India had numerous heroes, all unlikely. Rishabh Pant had been too sore to take the field on Sunday, incapacitated by a blow to his left arm. Before the first kettle could boil, he was in the middle yesterday, replacing skipper Ajinkya Rahane, the team decapitated and forlorn.
Pant’s promotion up the order seemed a desperate break with orthodoxy. Instead, for three enchanted hours, he conjured a vision of victory. He carved the bowling to all parts, meeting aggression with aggression. He was out charging down the wicket once too often on 97, and only the hardest-bitten Australian begrudged him a century.
Cheteshwar Pujara has been setting an example of Indian grit for years, not to mention his four hours at the crease. But when he fell to the second new ball a few minutes after Pant, India were forced to quit their chase for victory and settle for an equally difficult plan B: survival.
Defence was made inevitable by the hamstring injury to Hanuma Vihari soon after he replaced Pant. Poor Vihari had an unfortunate match to cap an unfortunate series: after 49 runs in four innings, victim of a freak run out on Saturday, he spilled an easy catch on Sunday. And now he did his hammy running a single.
Incapable of running, Vihari had only one job. His series, after this, would be over. He was joined by Ravi Ashwin, who had spoken eloquently on Sunday night about a history of harassment from Australian spectators. That took courage of a certain kind, and now he required another kind.

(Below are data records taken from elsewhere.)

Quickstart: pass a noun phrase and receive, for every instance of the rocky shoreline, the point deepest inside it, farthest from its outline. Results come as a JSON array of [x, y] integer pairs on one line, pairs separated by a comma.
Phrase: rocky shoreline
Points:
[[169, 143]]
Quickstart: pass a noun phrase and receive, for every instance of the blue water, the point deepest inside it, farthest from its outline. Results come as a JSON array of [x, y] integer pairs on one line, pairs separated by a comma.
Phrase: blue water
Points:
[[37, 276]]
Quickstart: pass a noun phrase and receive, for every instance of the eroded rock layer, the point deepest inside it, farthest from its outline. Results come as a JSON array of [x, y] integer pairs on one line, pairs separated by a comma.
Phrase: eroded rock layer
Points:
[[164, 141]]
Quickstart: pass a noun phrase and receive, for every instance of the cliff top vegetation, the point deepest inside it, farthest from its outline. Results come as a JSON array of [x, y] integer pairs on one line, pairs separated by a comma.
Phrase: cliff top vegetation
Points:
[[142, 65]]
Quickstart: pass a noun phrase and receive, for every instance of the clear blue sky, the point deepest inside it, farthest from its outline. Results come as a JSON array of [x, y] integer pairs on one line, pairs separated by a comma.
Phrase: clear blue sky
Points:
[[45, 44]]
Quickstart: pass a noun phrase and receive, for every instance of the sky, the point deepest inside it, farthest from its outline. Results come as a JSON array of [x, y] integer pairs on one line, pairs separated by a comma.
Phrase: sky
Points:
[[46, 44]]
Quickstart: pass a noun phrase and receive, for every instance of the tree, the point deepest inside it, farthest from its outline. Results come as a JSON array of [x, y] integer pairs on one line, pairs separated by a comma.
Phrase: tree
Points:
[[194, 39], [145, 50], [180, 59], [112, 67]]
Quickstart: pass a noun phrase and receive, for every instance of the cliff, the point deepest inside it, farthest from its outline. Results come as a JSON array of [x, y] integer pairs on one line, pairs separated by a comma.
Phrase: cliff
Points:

The pair survived everything the Australians threw at them, and some gifts that the Australians handed back. Edges flew just past or over hands. Popped-up chances fell into open space. Yorkers curved in at the stumps or pads, but at the last moment the bat came down and jammed them out. Bumpers hit ribs and arms but did not take wickets. Substitute fielder Sean Abbott grassed a tough one, a pull shot from Ashwin. Vihari nicked Mitchell Starc and was put down by Tim Paine, the third miss by the captain, who moments earlier had been more occupied trying to break Ashwin’s concentration with his verbal wit.
India would not break. This was the message. The Australians’ dropped catches were critical, as in Melbourne. Their bowling strategy of playing the percentages, putting the ball in areas where the decaying pitch might help them, turned out to be a barren one when the pitch wouldn’t co-operate.
But to criticise the Australian shortcomings would be to take too much away from India’s maligned middle order, who emerged from the struggle with champion qualities. The Australian players can take responsibility for their deficiencies. They can also thank some of their self-described supporters for motivating India in the same way that the abuse orchestrated by some English spectators in 2019, directed at Steve Smith, played its part in losing England that series. Same as the Australians of half a century ago could thank an idiot on the SCG boundary for manhandling John Snow.
This was an Indian team that had already proven its toughness. The big mouths of the crowd had given them a further infusion. Mockery backfired on the mocker. Will this end up changing behaviour? That’s a lot to hope for. But yet again, a team that felt abused gave their taunters a proportionate reward for their actions.